Everyone growing up in Montgomery is made very aware of its incredible past, the castle ruin is a daily reminder of the town’s significance in Welsh and English politics in the 1200’s with the growth of the town just stopping, remaining pretty much the same for the next two to three hundred years as other towns near to it came into prominence.

Besides the many local anecdotes and memories recorded in journals and in the archives of the small museum in the town, gathered and recorded by generations of the townsfolk, acting as custodians of their heritage, we discovered several people from the town who had national, and in some cases, global significance.

 

 

George Herbert, the metaphysical poet that most people who have studied A level English will be extremely familiar with, whose hymns are still sung in churches all over the world today, was as from Montgomery. His younger brother Henry was James I’s Master of Revels, the licenser of plays and performances in London and the rest of England, a sort of Stuart Arts Council. Their older brother was the father of Diesism writing the first book on the subject bringing him much prominence as a bit of radical Lord.

Many artists and composers were either from the town or came to the town to live such as Peter Warlock the famous mid-century, bohemian composer and Edward Detmold, an early 20th century artist who fled the blitz with a motley crew of artists and his mother, arriving and staying in Montgomery by accident.

During the Napoleonic Wars, French soldiers were kept prisoner in the finest houses in Montgomery, given the finest wines and food and the townspeople even put on a ball for them.

In the process of making the work, we used the psychologist Carl Jung’s theories on the unconscious and archetypes as a way of looking at these stories from a more collective perspective. My aim, with the company, has been to make a work that we can all identify with. There are characters you will all recognize, perhaps within yourselves.

There are a lot of funny things in the work, some sad things too, beautiful moments and some crazier bits.
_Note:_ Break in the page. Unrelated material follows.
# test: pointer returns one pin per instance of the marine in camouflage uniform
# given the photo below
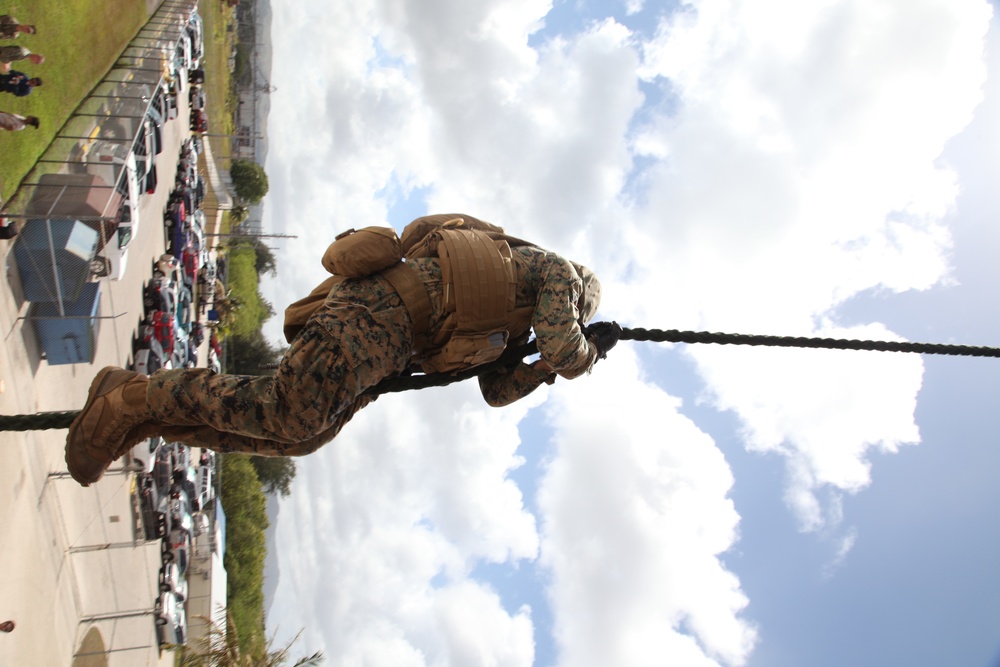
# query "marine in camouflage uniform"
(360, 335)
It is as one friend described my work ‘full bodied dancing’, meaning it is very physical and technical but as I always aspire to bring to my work it has a human story to it. Every member of the audience will connect with it in some way.

The cast is all women including two of NDCWales most significant alumni from the past few years, and whilst Eddie Ladd, who needs no introduction, was with us for just part of the development of the project. She has been a constant presence in the process and will be in the piece if you look carefully.
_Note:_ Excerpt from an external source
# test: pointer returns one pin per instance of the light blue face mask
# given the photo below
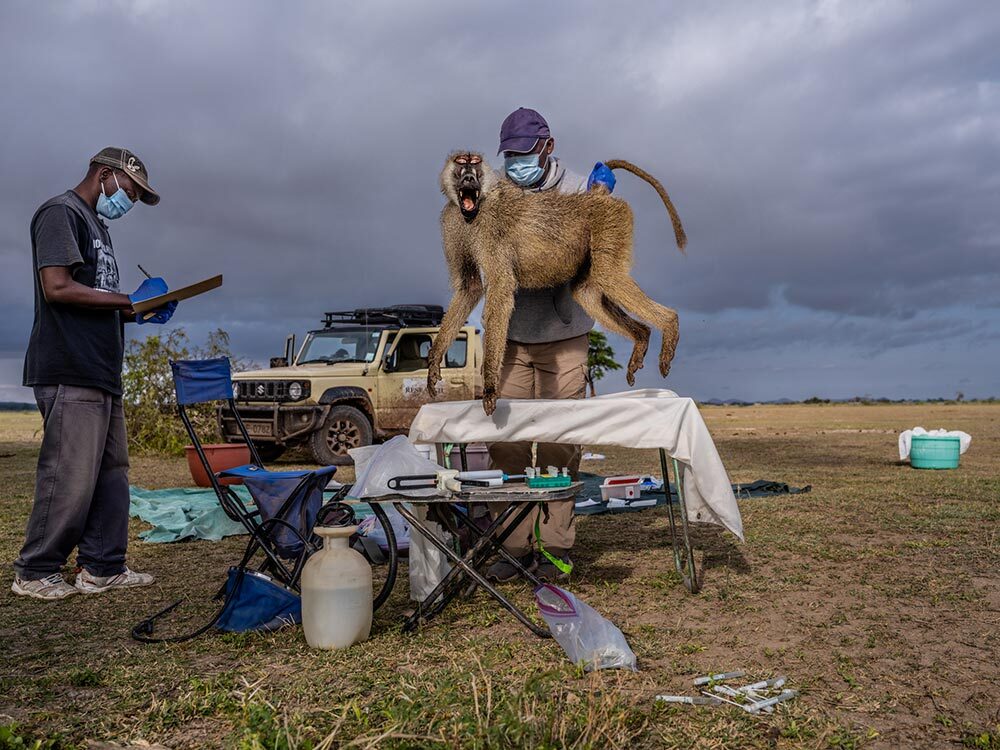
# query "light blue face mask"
(117, 205)
(524, 169)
There seemed to be many pieces being made across the UK and beyond that were for all male casts and I wanted to see a different perspective on stage and it has created the most intriguing ambiguity in how you look at the characters on stage. The work is not about gender politics or ‘showy man dancing’ but it gives you something to reflect upon in a more individual way. Jung would be pleased, I think.

Shadow of a Quiet Society is a co-production with Aberystwyth Arts Centre and with support of Arts Council of Wales, Arts Council England, Greenwich Dance, Swindon Dance, Coreo Cymru and Riverfront.

 

 

Upcoming show:

Aberystywth Arts Centre: 29th January at 7.30pm http://www.aberystwythartscentre.co.uk

Riverfront Theatre, Newport: 4th February at 7.30pm http://tickets.newportlive.co.uk/default.aspx

The Hafren, Newtown: 6th February at 7.45pm http://www.thehafren.co.uk

Y Ffwrnes, Llanelli: 9th February at 7.30pm https://ffwrnes.ticketsolve.com

 

We will be touring further in Wales in Autumn 206 including dates in England and beyond into 2017.

 

Review here:

http://www.asiw.co.uk/reviews/shadow-quiet-society-gwyn-emberton-dance

Comments

  1. Really looking forward to this awaited performance with anticipation and joy to see such talent performing something quite magical and exciting…….love and much success to you all…….Susie Blower Montgomery Town Crier.
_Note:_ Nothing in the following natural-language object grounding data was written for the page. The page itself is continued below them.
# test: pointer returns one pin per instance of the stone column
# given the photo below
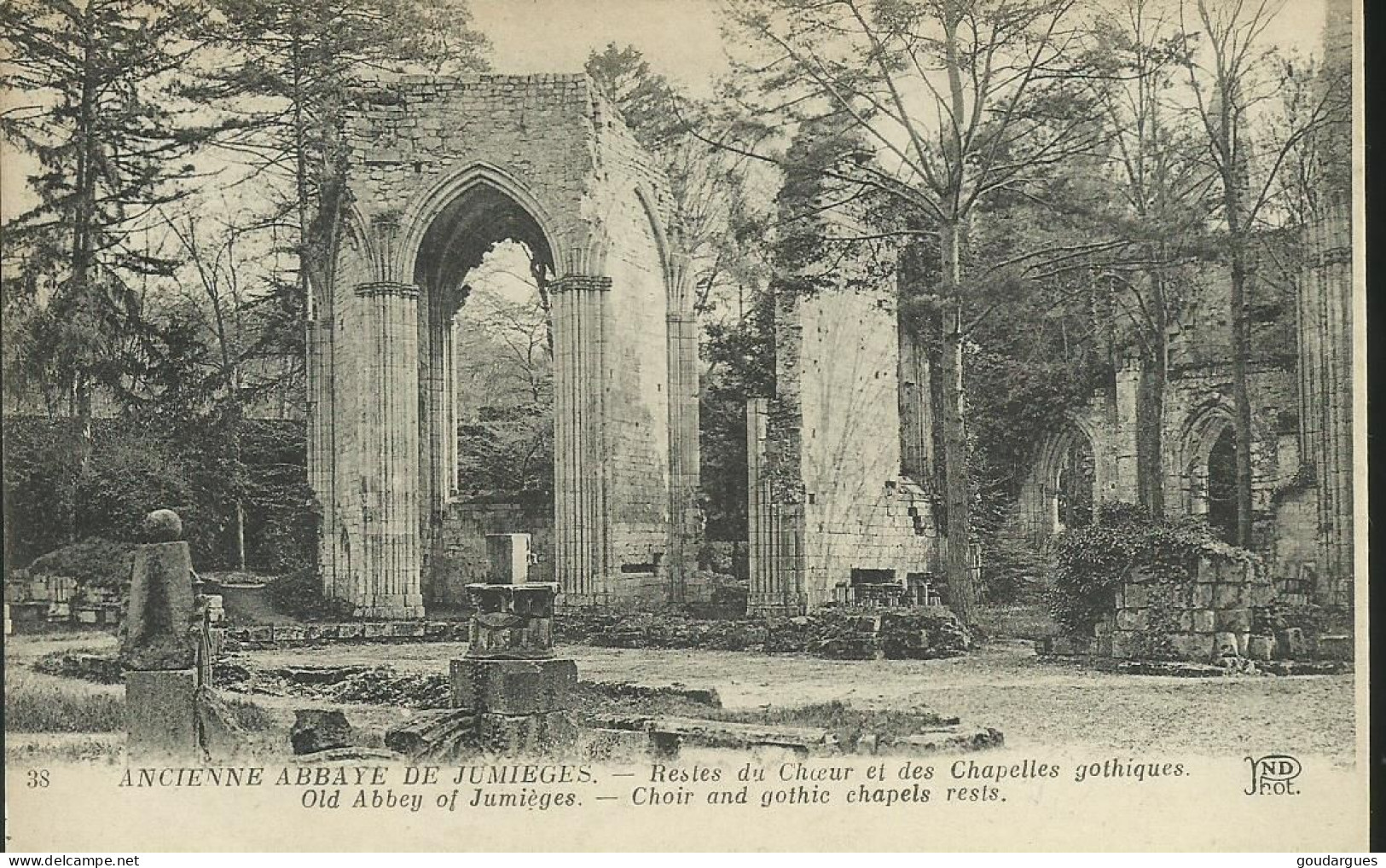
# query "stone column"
(1126, 434)
(390, 454)
(322, 448)
(155, 646)
(685, 522)
(583, 547)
  2. Well we came .We saw and Gwyn and his team definitely Conquered. A most exciting but difficult display of true talent and physical excellence. At times a little unsettling, but that is the nature of the beast when one unfolds facts and anecdotes of the historic happenings and events of a place with such history. The opening set demonstrating the essence of TIME was fascinating.. I was memorised by the physical ability of the performer Her agility her flexibility and her portrayal of the ticking clock and the mechanism of the clock……pure brilliance. Many of the interpretations were at times slightly uncomfortable but equally questioning my own interpretation of the historic and recorded happenings being so skilfully portrayed. Excellent performers, Excellent Direction and Production Gwyn may you continue to produce this quality of work and become well recognised and credited for your exceptional talent. Very well done. Many Congratulations. (sure I heard the muffled sound/ringing of the Town Criers Bell at times) Susie Blower .Montgomery Town Crier.